Collected Perspectives: Shared Management Wisdom from Stratford

Does Your Product Infringe Your Patent Claims? - Stratford Group Ltd.

Written by Stratford Group Ltd. | Jul 16, 2016 7:14:26 AM

Your Patent Agent has diligently drafted your patent application. They have liaised with your inventors to ensure that the application describes and claims various alternative embodiments of your invention.  They’ve battled with Patent Examiners in numerous countries to obtain the broadest possibly protection for your invention. Finally the application has become a granted patent in several jurisdictions! Everyone is now confident that the issued patent claims encompass your product or process … but do they really?

Obtaining a Patent Takes Time

Patent applications are, by necessity, typically drafted early in the product development cycle. It takes many years to obtain a granted patent and similarly many years to develop a product. Both the Patent Agent and the development team will have to overcome many obstacles during this time.

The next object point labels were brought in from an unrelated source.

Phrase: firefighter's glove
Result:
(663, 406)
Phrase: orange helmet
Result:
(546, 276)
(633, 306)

Along the way, your Patent Agent will likely have to limit the scope of protection initially claimed in the application in light of other disclosures found by Patent Examiners. Your development team may change your intended product or process depending on manufacturing constraints, cost of components or reagents, or scale-up complexities (this applies particularly to chemical companies since a laboratory process to produce grams of a chemical rarely scales up to produce kilograms).

 

Keep Your Patent Agent Informed

In an ideal situation your Agent is informed of changes that are made to your product or process during development. The Agent then ensures the patent either issues with claims that protect the changed embodiment or, if the patent has already been granted, claims it in a pending application (this underscores the importance of continuation practice in the US). Unfortunately, communication between different departments doesn’t alway happen so companies may obtain and maintain patents that no longer actually claim their key product or process!

So, here’s some good advice to patent owners.  Periodically review your patents to ensure that your products and processes do indeed ‘infringe’ your patent claims then speak to your patent advisor if your claims no longer cover your commercial embodiment. You could save, or generate, a considerably amount of money by adjusting your patent strategy in this way.